Observational design. Usage patterns are correlated with user characteristics in ways that aren’t fully captured by the controls. Coding-heavy users differ from writing-heavy users in ways beyond their quality exposure. A staggered deployment (even a 90/10 holdout) would dramatically strengthen causal identification and is the recommended design for production.

Measurement error attenuates. The 10% attenuation from noisy category counts is predictable but not negligible. On real data, where category classification may be even noisier, this bias could be larger. Errors-in-variables corrections or instrumental variables could address this.

If You Want to Do This at Your Company

Log prompt-level category labels. This entire approach depends on knowing what categories each user’s prompts fall into. If you only have aggregate session counts, you can’t build the quality exposure measure.
Invest in category-level evaluation.
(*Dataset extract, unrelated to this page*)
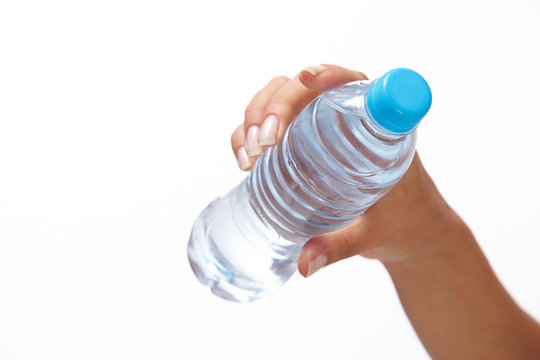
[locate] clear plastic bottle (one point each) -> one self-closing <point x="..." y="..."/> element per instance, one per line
<point x="344" y="151"/>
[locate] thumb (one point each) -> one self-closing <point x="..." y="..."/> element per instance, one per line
<point x="320" y="78"/>
<point x="323" y="250"/>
A single quality score per model version provides no within-version variation. You need scores that differ across categories.
Design staggered rollouts. Even a small holdout group goes a long way toward causal identification.
Track observed active days. Count distinct days with at least one session per week. Don’t derive it from session duration or other proxies.
Run the falsification test. Use a strict derangement (no category maps to itself). If the test shows no signal when there’s no injected effect, your methodology is clean. If it shows signal, compare the magnitude and direction to the real model.
Use cluster-robust inference. Standard errors from off-the-shelf GAM fitting understate uncertainty when observations are clustered within users. Block bootstrap at the user level is straightforward and corrects this.

Technical Appendix

Analysis code: model_quality_analysis.R (R 4.5.2, mgcv, dplyr, ggplot2, patchwork)
Data augmentation: augment_data.py (Python 3.9, pandas, numpy; includes causal mechanism injection with TRUE_BETA = 1.0)
Model fitting: mgcv::bam() with fREML, discrete = TRUE, stratified 2,000-user subsample (~30K observations)
Cluster bootstrap: B=100, user-level block resampling, linear parametric model (no random effects in bootstrap for speed)
Full model summaries: model_summaries.txt

File	Records	Description
offline_model_evaluation.csv	50,000	Human ratings per category x model version
user_demographics_subscription.csv	100,000	User characteristics and subscription data
user_engagement_timeseries.csv	1,500,980	Weekly session logs with category-level prompt counts and observed active days

All data is synthetic. See data-generator.py and augment_data.py for the generation code.

AI Usage

Ideas, analysis, and opinions are my own. Generative AI was used as an editor after the writing and analysis were complete — sentence restructuring and light copy-editing. The author reviewed all suggested changes.